BILOXI, Miss. (BP)–It’s the one thing on everyone’s mind: We need water.
“We’re serving 5,000 meals today [Sept. 1], but if we don’t get a water delivery this afternoon, we’ll have to shut down,” said Vernon Boteler, Mississippi disaster relief volunteer with the feeding unit set up at First Baptist Church in Biloxi, Miss.
Water and ice usually are the first supplies delivered to disaster sites, but they’re scarce this time around.
One truckload of ice arrived Thursday morning in this coastal town that was hard hit by Hurricane Katrina. As people swarmed toward the truck as it set up in an empty parking lot, 20 police officers stood in front of the ice to hold back the crowds. Officers passed out the ice, allowing only one bag per family.

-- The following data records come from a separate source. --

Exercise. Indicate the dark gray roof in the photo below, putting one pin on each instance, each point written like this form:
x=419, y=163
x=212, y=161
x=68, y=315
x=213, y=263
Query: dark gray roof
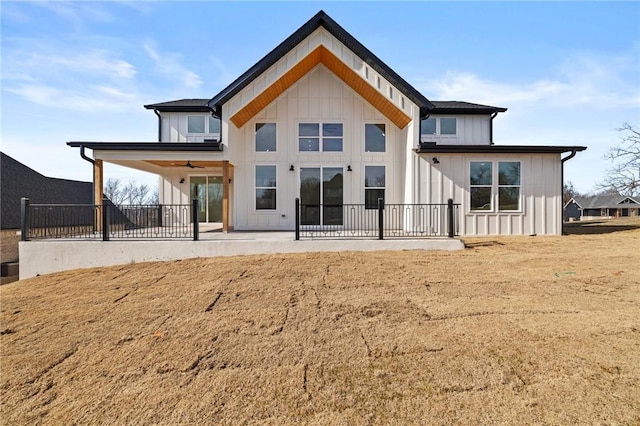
x=181, y=105
x=433, y=148
x=148, y=146
x=604, y=201
x=18, y=180
x=459, y=107
x=321, y=19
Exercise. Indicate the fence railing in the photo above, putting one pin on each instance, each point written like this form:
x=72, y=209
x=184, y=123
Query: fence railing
x=108, y=221
x=381, y=221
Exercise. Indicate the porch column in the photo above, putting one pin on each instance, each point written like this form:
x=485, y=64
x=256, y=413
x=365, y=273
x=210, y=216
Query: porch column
x=97, y=192
x=225, y=195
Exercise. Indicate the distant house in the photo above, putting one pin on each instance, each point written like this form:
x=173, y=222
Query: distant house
x=601, y=206
x=322, y=119
x=17, y=181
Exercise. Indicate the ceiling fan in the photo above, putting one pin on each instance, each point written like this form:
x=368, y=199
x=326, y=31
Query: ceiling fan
x=188, y=164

“We’re accustomed to having truckloads of ice and water at a [disaster] site,” said Alabama volunteer Christy Hardin. “This is the worst I’ve seen to get supplies.”
Hardin and her husband, Rick, run a communications disaster relief unit, but little communication is possible at this point. Although the unit has satellite hookups for Internet and phones, the only thing working is ham radio.

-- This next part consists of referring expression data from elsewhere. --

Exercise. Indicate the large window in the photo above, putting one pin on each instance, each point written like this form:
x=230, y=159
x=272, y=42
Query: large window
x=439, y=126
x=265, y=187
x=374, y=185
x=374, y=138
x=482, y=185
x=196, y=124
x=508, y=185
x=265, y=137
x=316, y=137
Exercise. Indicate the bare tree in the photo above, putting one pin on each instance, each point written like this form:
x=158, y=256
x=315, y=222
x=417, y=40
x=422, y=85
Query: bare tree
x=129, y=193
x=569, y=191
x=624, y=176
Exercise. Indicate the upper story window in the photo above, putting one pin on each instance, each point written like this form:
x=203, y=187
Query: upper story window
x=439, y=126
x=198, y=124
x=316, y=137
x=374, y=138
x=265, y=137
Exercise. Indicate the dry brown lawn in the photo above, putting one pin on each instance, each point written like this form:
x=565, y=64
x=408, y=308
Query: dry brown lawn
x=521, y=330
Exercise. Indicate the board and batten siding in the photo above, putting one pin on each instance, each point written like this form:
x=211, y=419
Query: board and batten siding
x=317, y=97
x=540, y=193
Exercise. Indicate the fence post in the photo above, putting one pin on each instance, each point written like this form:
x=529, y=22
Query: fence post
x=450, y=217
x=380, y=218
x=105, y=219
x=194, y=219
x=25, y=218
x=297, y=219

“All the usual ways of communicating aren’t working here. We can’t make requests. We can’t find out what’s on the way,” Christy Hardin said. “As hard as it is for the volunteers, it’s worse for the people here. They’re desperate.”
With no electricity and no water, people are sleeping in their yards at night and using public areas as toilets. Looting has become a serious issue across the coastal areas, including Biloxi.

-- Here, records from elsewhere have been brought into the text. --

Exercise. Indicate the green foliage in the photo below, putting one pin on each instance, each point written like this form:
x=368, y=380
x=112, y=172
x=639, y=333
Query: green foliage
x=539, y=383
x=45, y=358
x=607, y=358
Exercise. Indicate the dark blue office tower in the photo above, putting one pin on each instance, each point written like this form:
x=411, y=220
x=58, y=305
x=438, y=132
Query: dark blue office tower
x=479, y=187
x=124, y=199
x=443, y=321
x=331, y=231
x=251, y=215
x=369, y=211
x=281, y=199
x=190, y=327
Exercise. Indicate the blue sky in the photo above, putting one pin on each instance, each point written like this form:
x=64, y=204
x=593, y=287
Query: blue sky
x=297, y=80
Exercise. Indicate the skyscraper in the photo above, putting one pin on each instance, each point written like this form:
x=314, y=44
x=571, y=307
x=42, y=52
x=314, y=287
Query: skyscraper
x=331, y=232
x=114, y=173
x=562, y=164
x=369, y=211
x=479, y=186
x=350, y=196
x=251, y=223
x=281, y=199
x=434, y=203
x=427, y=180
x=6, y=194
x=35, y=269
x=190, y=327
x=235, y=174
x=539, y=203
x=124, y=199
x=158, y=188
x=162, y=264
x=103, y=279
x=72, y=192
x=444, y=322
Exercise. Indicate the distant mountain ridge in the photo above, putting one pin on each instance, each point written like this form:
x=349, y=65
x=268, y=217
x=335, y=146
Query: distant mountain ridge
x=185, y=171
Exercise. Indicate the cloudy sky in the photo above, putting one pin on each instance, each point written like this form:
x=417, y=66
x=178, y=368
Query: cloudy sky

“They’ll take anything to make their lives closer to normal,” Hardin said. “We saw people stealing road signs that had fallen on the road. They made primitive-looking structures out of them. You learn early [as a volunteer] that people do what they can to cope.”
As the Mississippi unit was preparing to provide its noontime meal, no one would be receiving water or anything else to drink.
“One lady came through the line yesterday and said she didn’t need food, but she wondered if she could just get a Coke,” Hardin recounted.
Mississippi volunteer Dixie Kennedy has seen this kind of desperation throughout her 10 years as a disaster relief volunteer.
“It’s tough for so many of these people,” Kennedy said. “One man came through the food line and said, ‘I’ve always said I’d never accept help like this.’ I told him there’s never been anybody anywhere that didn’t need help sometime.”